Metal Versus Wood Skewers
Metal skewers conduct heat which helps cook chicken from the inside out but they get incredibly hot to handle. Wooden skewers need soaking but stay cool to the touch. I keep both on hand and let whoever is helping choose their weapon.
Make Ahead Strategy
The marinade can be mixed up to two days ahead and stored in the fridge. Thread the skewers up to 4 hours before cooking and keep them covered on a baking sheet. This makes party prep almost too easy.
- Cut all vegetables and pineapple the night before and store in separate containers
- Double the marinade and use half for brushing during the last 2 minutes of grilling
- Serve with coconut rice for the ultimate tropical dinner experience
These kabobs have turned more picky eaters into adventurous eaters than any other recipe in my collection. There is something magical about food on a stick that makes everything taste better.
Recipe FAQs
- → How long should I marinate the chicken?
-
Marinate the chicken cubes for at least 30 minutes, though up to 2 hours will infuse more flavor. Don't exceed 2 hours as the acid in the marinade can break down the meat texture.

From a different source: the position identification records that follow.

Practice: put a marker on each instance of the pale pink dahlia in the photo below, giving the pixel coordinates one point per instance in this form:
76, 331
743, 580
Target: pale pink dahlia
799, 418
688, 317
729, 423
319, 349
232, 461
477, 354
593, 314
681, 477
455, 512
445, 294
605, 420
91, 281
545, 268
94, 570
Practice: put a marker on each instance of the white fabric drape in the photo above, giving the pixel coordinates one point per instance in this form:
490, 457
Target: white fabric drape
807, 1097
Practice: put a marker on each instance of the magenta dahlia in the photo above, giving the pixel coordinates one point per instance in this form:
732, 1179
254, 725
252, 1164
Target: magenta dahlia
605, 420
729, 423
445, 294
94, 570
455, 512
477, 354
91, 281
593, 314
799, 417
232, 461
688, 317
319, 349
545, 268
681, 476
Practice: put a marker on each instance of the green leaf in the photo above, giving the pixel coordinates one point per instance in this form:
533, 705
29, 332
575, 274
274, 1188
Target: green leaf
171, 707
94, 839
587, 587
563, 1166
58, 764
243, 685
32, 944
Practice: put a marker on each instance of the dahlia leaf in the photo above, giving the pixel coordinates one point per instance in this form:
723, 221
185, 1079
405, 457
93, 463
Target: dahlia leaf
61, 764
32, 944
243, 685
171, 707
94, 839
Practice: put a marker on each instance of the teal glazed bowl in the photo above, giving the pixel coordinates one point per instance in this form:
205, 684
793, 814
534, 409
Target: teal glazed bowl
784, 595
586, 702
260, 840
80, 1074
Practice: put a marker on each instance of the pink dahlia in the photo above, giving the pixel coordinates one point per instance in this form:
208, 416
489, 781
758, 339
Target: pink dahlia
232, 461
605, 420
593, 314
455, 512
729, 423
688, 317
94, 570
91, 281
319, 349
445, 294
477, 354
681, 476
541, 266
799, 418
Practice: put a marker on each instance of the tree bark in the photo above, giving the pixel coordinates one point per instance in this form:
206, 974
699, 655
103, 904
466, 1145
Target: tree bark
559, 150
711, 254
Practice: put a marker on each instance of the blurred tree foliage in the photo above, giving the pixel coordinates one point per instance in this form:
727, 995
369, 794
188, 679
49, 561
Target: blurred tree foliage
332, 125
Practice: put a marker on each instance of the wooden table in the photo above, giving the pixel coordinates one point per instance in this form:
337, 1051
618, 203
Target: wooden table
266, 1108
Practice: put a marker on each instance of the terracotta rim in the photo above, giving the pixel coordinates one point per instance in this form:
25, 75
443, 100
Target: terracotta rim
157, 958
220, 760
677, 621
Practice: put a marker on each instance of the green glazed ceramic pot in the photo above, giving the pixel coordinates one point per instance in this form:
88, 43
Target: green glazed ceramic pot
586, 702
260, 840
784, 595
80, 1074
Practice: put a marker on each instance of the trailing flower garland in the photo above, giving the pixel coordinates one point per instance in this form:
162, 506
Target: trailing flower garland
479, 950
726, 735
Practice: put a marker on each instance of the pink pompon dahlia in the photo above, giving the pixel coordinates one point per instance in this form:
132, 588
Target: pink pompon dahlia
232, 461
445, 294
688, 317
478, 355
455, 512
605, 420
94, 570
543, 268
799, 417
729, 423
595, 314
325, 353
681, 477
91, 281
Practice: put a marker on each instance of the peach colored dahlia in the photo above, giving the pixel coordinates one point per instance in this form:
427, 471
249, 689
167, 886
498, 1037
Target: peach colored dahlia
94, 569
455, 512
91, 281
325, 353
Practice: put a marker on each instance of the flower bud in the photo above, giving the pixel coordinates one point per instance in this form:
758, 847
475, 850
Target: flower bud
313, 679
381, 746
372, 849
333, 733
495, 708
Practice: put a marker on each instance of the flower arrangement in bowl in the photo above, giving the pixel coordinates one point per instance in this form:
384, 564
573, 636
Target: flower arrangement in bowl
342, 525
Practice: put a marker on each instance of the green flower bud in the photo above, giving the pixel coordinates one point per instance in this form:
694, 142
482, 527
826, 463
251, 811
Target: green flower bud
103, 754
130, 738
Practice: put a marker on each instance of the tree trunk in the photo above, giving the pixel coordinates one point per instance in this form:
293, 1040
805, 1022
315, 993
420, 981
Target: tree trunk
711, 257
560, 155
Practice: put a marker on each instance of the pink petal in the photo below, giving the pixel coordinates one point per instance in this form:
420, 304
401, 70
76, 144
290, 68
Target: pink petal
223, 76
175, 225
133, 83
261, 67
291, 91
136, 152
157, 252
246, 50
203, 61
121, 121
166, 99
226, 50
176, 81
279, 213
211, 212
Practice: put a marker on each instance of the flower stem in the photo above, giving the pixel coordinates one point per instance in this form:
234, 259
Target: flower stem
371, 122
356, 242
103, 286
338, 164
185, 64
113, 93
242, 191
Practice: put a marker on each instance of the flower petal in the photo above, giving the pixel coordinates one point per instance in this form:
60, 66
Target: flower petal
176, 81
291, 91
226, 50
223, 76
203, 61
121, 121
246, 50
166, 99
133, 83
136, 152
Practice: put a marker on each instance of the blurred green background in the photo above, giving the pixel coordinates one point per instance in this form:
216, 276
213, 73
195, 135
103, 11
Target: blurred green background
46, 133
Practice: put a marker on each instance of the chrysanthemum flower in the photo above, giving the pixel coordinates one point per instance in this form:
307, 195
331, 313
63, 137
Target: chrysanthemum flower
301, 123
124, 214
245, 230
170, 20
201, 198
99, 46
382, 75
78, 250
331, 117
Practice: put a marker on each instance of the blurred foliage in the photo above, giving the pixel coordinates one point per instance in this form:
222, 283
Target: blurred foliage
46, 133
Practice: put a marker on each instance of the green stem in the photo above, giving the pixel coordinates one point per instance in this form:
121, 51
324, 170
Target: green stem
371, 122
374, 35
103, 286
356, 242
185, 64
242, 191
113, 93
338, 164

- → Can I use metal skewers instead of wooden ones?
-
Absolutely. Metal skewers work great and don't require soaking. Just be careful as they get very hot on the grill—use tongs when handling them.
- → What temperature should I grill kabobs at?
-
Preheat your grill to medium-high heat, around 400°F (200°C). This ensures the chicken cooks through properly while getting those nice charred edges.
- → Can I make these kabobs in the oven?
-
Yes, bake at 425°F for 20-25 minutes, turning halfway through. Broil for the last 2-3 minutes to achieve that grilled charred appearance.
- → How do I know when the chicken is fully cooked?
-
The chicken is done when it reaches an internal temperature of 165°F (74°C). The meat should be opaque throughout and no longer pink near the bone or center.
- → What sides go well with pineapple chicken kabobs?
-
These pair beautifully with steamed jasmine rice, coconut rice, grilled corn on the cob, or a crisp tropical salad with mango and avocado.